Pourtant, il existe une source documentaire qui peut, en une ou deux lignes, mettre en relief l’enfance et l’instruction de nos charmantes têtes blondes. Il s’agit du registre matricule des élèves.
Présentation du registre matricule des élèves
Le registre matricule des élèves
Le registre matricule des élèves est un document qui recense la totalité des enfants inscrits dans une école. Ce matricule étaient tenu à jour par l’instituteur ou l’institutrice. Plus tard, c’est le directeur de l’établissement scolaire qui alimentait ces registres. Apparu dès la création des écoles, il permettait à la fois de suivre les effectifs et le parcours des enfants à condition d’être complété correctement et de manière assidue.
Le nom de chaque enfant n’y est noté qu’une seule fois, lors de son inscription dans l’école. On attribue une ligne complète du tableau à chaque enfant. L’enseignant ou le directeur complète alors le tableau, avec les informations suivantes :
- Les nom et prénom de l’élève
- La date de naissance de l’élève
- Les nom et prénom des parents ou tuteurs
- La profession et le domicile des parents ou tuteurs
- La date d’entrée à l’école
Par la suite, au fur et à mesure de leur scolarité, le registre matricule des élèves est complété de trois colonnes supplémentaires :
- La date de l’obtention du certificat d’études primaires
- La date de la sortie définitive de l’école
- Des observations ou informations diverses sur les aptitudes ou la conduite de l’élève, un changement d’école, une sortie sans diplôme, etc.
Ces informations sont une mine d’or pour le généalogiste qui peut alors situer, dans le temps et dans l’espace, la scolarité d’un ou une aïeul(e). Si un changement d’école a lieu, l’enfant a droit à un nouvel enregistrement dans le registre matricule des élèves dans son nouvel établissement. Les frères et sœurs scolarisés dans le même établissement, permettent aussi de suivre un éventuel changement de métier ou de domicile des parents.

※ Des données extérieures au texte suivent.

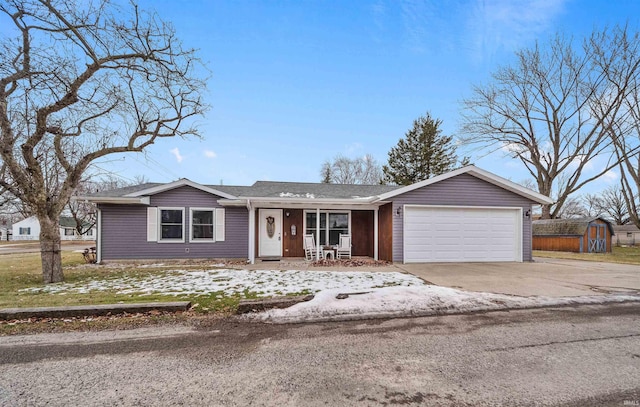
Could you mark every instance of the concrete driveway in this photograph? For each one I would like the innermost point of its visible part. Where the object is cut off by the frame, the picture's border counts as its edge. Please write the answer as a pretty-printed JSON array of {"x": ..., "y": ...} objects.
[{"x": 547, "y": 277}]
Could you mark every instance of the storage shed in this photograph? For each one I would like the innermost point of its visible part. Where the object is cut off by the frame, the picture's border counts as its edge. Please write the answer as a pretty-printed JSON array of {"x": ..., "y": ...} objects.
[{"x": 579, "y": 235}]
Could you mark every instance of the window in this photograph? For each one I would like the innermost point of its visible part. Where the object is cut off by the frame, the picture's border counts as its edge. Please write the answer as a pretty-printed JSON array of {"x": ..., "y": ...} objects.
[
  {"x": 330, "y": 227},
  {"x": 172, "y": 224},
  {"x": 202, "y": 225}
]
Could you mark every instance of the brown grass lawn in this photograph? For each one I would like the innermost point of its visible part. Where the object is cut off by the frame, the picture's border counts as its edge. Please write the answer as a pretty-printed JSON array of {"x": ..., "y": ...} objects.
[
  {"x": 624, "y": 255},
  {"x": 20, "y": 271}
]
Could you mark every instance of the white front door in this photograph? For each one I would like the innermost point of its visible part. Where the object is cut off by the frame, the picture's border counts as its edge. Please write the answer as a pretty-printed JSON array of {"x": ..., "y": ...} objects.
[{"x": 270, "y": 234}]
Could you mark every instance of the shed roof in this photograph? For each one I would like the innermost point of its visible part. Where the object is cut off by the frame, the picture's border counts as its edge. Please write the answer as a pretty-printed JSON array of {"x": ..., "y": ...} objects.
[
  {"x": 626, "y": 228},
  {"x": 565, "y": 227}
]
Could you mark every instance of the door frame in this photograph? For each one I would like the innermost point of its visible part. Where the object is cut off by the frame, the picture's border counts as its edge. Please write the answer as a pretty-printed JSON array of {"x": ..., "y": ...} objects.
[{"x": 262, "y": 213}]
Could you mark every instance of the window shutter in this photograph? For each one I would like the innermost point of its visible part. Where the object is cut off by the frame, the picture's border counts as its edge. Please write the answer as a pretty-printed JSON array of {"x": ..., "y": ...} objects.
[
  {"x": 152, "y": 224},
  {"x": 219, "y": 225}
]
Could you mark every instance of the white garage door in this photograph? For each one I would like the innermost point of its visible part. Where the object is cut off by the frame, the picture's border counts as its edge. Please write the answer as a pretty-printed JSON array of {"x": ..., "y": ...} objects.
[{"x": 448, "y": 234}]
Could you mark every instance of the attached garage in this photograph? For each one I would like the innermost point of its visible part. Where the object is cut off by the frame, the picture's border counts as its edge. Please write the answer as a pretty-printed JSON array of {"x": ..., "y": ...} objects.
[{"x": 461, "y": 234}]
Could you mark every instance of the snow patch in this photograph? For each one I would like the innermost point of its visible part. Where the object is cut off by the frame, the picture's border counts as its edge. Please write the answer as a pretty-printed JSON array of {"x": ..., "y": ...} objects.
[
  {"x": 266, "y": 283},
  {"x": 414, "y": 301}
]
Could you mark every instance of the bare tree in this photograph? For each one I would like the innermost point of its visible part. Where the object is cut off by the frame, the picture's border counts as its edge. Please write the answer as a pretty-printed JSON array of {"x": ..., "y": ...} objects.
[
  {"x": 554, "y": 108},
  {"x": 611, "y": 204},
  {"x": 79, "y": 81},
  {"x": 84, "y": 212},
  {"x": 626, "y": 139},
  {"x": 344, "y": 170}
]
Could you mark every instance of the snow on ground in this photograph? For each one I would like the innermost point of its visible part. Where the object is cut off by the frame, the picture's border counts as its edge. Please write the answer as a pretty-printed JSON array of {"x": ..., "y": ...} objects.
[
  {"x": 414, "y": 301},
  {"x": 266, "y": 283}
]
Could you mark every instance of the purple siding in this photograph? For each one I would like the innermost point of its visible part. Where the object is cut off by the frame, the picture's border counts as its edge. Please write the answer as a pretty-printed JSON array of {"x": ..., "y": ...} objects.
[
  {"x": 124, "y": 229},
  {"x": 462, "y": 190}
]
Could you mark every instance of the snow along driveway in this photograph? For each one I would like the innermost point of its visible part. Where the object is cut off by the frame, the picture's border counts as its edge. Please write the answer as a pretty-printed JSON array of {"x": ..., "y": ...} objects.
[
  {"x": 226, "y": 282},
  {"x": 369, "y": 295}
]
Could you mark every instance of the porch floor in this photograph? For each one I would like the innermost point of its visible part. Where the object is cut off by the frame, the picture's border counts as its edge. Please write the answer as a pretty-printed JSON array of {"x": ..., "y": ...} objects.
[{"x": 300, "y": 263}]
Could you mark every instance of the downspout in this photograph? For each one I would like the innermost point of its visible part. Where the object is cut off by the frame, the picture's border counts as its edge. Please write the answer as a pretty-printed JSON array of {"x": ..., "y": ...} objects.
[
  {"x": 99, "y": 238},
  {"x": 252, "y": 233}
]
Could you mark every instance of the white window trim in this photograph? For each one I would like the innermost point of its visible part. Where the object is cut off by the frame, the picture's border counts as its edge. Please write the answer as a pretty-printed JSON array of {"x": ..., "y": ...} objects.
[
  {"x": 171, "y": 208},
  {"x": 213, "y": 218},
  {"x": 304, "y": 220}
]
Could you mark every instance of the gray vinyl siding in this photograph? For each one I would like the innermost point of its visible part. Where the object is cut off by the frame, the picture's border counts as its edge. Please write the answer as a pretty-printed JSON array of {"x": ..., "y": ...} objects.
[
  {"x": 124, "y": 229},
  {"x": 462, "y": 190}
]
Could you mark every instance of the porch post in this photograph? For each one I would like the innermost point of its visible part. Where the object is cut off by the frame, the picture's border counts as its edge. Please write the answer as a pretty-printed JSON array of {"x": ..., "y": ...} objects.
[
  {"x": 318, "y": 233},
  {"x": 375, "y": 234},
  {"x": 252, "y": 233}
]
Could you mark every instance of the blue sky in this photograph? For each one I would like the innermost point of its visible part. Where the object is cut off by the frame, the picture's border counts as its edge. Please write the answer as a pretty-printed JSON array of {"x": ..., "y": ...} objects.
[{"x": 295, "y": 83}]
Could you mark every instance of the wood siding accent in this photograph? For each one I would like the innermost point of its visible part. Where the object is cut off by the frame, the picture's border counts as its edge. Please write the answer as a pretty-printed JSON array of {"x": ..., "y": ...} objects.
[
  {"x": 462, "y": 190},
  {"x": 362, "y": 233},
  {"x": 385, "y": 232},
  {"x": 292, "y": 246},
  {"x": 124, "y": 229}
]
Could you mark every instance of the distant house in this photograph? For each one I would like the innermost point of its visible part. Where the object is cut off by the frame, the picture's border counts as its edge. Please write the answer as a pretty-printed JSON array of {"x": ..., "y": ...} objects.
[
  {"x": 627, "y": 235},
  {"x": 580, "y": 235},
  {"x": 5, "y": 233},
  {"x": 29, "y": 229}
]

Le registre matricule du personnel enseignant
Ce registre matricule renferme d’autres informations intéressantes. Les premières pages du document, réservées à cet effet, mentionnent le personnel enseignant. Ainsi on peut facilement reconstituer l’historique des instituteurs et institutrices d’un village.
Comme pour les élèves, les enseignants de l’école disposent d’une ligne, sur laquelle on retrouve une multitude d’informations à leur sujet. Un très bon raccourci pour retracer la carrière professionnelle d’un ou une ancêtre instituteur !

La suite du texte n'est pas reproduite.